At the governmental level, what is certain in 2023 is that the U.S. and its allies will continue to stand with Ukraine, keeping energy security a topical issue not only in Washington but around the world as well as countries continue to grapple with energy security—and will for the unforeseeable future, even as the LNG sector elevated its game last year and was seen as the preferred energy source in the U.K. and Europe.
U.S. and European leaders aren’t alone; Beijing and New Delhi are also dealing with energy security headwinds. The Russia-Ukraine conflict saw China and India, the world’s most populated countries, turn increasingly to coal, which led to elevated greenhouse-gas emissions. Even Germany was forced to turn to coal amid the incorporation of floating LNG facilities.
This year, global gas and LNG markets are expected to evolve as market dynamics point to a structural change, Shell reported in February in its “LNG Outlook 2023.” Importantly, the company said “continued volatility [is] expected in the near term … [as] the global LNG market is expected to remain tight and exposed to supply and demand shocks, with limited new supply coming online.
More investment in supply will be needed to meet future LNG demand.”
The uncertainties in 2023 are varied and complicated but some in key markets warrant heightened vigilance.
The U.S.’ plan to boost production could meet resistance as a “value over volume” proposition starts to gain pace.
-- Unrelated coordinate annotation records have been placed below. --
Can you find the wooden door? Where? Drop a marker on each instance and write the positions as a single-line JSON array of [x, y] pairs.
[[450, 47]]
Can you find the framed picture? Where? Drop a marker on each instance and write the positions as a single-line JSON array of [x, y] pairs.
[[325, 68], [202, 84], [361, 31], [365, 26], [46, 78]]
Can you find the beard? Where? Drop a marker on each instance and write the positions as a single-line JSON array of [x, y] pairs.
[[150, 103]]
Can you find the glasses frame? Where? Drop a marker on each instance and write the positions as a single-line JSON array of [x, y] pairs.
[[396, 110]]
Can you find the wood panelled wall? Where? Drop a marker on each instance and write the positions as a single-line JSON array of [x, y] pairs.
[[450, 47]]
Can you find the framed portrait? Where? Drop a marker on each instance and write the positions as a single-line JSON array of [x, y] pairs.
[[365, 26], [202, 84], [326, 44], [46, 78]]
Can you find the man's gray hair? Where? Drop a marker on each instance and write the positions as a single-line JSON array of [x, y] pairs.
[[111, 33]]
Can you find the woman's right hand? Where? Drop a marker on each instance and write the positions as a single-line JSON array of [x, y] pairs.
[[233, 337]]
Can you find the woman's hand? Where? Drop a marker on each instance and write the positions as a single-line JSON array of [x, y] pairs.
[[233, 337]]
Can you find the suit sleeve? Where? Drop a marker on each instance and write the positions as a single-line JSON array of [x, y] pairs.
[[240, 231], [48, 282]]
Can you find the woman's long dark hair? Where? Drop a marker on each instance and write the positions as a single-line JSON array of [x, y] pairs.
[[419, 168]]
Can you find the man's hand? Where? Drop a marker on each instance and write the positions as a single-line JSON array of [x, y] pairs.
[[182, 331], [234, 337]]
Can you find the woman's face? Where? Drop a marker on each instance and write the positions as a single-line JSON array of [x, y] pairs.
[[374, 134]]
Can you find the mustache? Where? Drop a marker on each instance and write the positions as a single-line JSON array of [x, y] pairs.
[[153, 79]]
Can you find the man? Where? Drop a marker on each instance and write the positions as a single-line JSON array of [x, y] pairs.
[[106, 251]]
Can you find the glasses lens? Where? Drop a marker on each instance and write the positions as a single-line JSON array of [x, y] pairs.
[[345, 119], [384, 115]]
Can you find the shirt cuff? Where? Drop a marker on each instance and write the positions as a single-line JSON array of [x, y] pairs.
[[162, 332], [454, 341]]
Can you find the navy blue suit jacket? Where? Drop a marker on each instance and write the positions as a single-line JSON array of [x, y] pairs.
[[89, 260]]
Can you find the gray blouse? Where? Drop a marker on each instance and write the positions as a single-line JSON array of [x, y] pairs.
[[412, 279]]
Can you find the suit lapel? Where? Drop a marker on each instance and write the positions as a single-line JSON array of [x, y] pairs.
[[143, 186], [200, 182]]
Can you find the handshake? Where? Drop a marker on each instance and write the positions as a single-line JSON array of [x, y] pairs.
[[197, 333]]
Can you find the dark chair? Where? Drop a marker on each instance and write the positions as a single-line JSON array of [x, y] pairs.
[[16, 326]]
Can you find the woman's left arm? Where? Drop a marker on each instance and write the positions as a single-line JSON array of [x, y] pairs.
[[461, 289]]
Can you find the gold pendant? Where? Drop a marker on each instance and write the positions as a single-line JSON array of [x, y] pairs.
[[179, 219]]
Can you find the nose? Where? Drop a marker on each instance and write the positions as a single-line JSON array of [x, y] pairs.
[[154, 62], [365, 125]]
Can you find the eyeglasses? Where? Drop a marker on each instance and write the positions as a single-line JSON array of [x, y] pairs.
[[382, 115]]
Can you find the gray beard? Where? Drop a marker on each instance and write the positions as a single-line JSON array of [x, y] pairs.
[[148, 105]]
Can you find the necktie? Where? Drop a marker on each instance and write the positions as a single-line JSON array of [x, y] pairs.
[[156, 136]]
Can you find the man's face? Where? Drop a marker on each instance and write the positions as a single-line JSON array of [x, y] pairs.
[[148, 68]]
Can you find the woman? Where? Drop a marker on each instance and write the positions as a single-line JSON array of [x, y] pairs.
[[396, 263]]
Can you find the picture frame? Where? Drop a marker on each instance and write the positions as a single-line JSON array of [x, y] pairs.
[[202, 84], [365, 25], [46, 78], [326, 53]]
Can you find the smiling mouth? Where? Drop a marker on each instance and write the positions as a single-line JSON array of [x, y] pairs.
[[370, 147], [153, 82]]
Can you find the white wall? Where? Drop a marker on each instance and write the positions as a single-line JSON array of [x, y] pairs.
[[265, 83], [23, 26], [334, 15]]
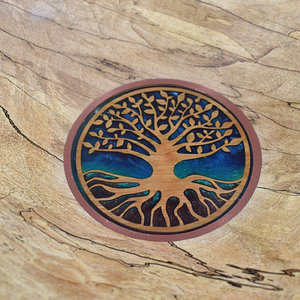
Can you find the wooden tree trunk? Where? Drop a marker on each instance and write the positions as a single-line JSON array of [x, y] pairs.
[[56, 57]]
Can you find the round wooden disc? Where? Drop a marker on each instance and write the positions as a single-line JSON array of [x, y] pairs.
[[162, 160]]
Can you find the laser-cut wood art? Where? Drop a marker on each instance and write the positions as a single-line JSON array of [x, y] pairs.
[[162, 160]]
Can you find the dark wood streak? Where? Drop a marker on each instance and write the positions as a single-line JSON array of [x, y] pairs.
[[255, 280]]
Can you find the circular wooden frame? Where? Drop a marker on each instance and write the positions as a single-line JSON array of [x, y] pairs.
[[252, 137]]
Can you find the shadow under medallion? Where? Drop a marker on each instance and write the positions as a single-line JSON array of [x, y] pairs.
[[162, 160]]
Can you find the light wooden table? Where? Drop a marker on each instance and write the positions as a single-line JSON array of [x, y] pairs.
[[56, 57]]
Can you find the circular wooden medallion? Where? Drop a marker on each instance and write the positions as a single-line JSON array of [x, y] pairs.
[[162, 160]]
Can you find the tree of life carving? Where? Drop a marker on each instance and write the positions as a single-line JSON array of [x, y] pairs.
[[163, 128]]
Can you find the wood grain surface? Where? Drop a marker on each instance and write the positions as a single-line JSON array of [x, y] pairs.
[[56, 57]]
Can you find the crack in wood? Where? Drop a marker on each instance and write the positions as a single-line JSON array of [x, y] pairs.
[[11, 122], [255, 279], [243, 19], [41, 76]]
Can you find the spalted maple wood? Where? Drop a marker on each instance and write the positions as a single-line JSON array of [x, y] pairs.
[[56, 57]]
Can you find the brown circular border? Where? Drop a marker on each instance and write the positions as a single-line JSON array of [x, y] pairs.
[[248, 128]]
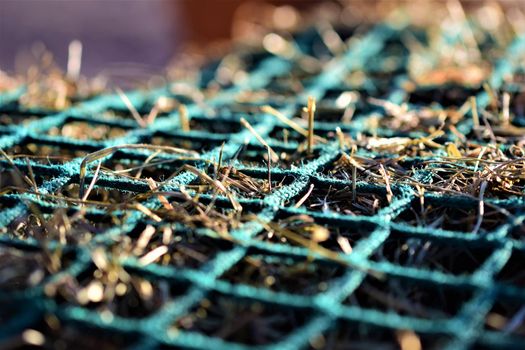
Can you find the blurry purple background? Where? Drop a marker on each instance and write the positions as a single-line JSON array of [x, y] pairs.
[[113, 33]]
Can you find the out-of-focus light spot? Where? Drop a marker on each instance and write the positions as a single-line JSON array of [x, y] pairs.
[[285, 17]]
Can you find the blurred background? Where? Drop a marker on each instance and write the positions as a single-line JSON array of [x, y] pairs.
[[125, 38], [119, 37]]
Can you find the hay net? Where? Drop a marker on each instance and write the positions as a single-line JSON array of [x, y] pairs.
[[403, 226]]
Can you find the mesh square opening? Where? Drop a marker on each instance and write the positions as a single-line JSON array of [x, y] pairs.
[[513, 271], [507, 317], [409, 298], [47, 153], [25, 268], [241, 321], [186, 247], [426, 253], [113, 290], [342, 236], [347, 334], [329, 199], [281, 274], [82, 130], [447, 215]]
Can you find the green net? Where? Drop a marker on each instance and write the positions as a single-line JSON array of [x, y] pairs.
[[452, 280]]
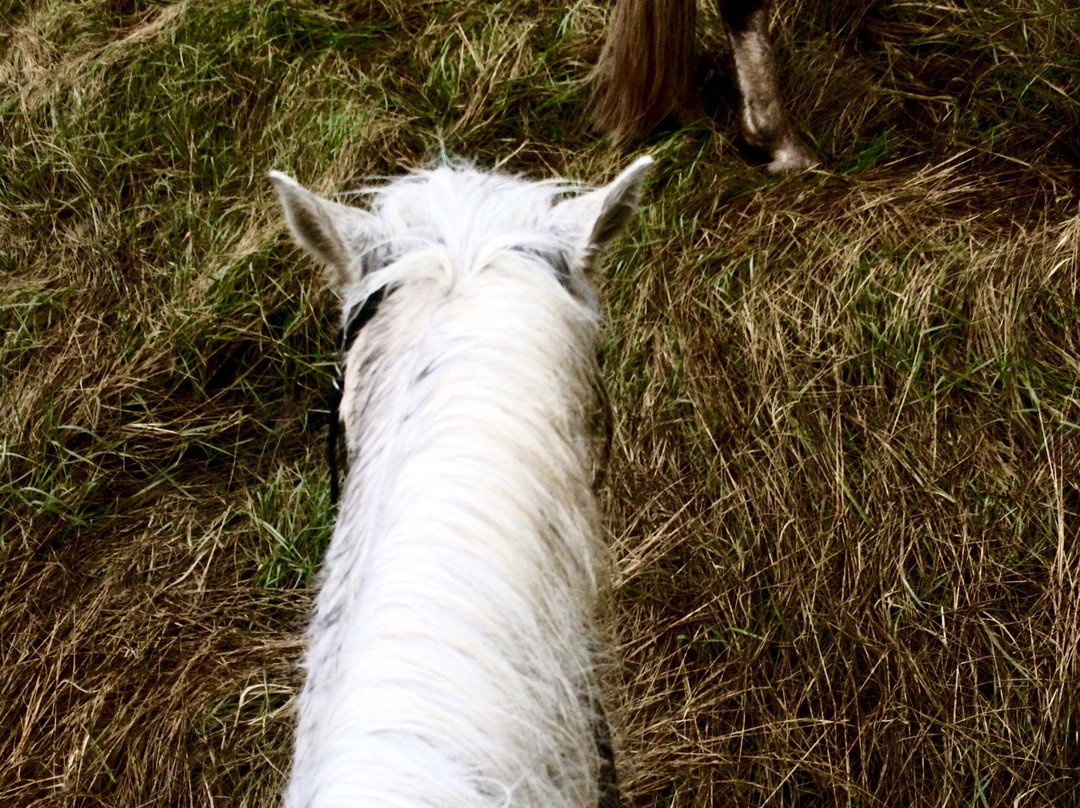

Likewise, the U.S. can’t immediately bring on liquefaction capacity over the near term, even as Europe and an awakening China boost demand for LNG.
Last year’s energy crisis in Europe, including the U.K., pushed LNG imports to 121 million tonnes in 2022, up 60% compared to 2021, according to Shell, as lower demand in China and high gas prices in South Asia allowed Europe to pull in more cargoes. This year will likely be different, and many governments are already fixated on next winter.
A decision by China’s President, Xi Jinping, to walk back a zero-COVID policy is likely to translate into higher domestic demand for oil, gas, LNG, gasoline and jet fuel. The pace of China’s economic recovery will depend on COVID infection rates, and energy pundits fear a spike in cases in the first half of 2023, but China is still an attractive market for energy.
Surging LNG prices pushed India to consume more coal in 2022. With gas and LNG prices in retreat and sanctioned Russia looking for other energy markets, India looks like a good candidate to receive more Russian energy.
Certainly, China and India are pondering their options around Russian energy.
The likely biggest wildcard this year surrounds Putin’s ability to continue to wage war in Ukraine as the U.S. and its allies boost military equipment deliveries to Ukraine.
Putin’s invasion of Ukraine seemingly crashed an energy transition party that was starting to gather momentum. The conflict reminded the world that renewables still have a way to go and fossil fuels will remain in demand for decades to come.
Europe’s earlier decision to keep all its eggs in Putin’s energy basket wasn’t a good one. And Europe’s pivot to the U.S. to replace Russian energy, primarily gas, while a good decision for now, may not be the best over the longer term.
The most certain thing to do this year is prepare for more uncertainties.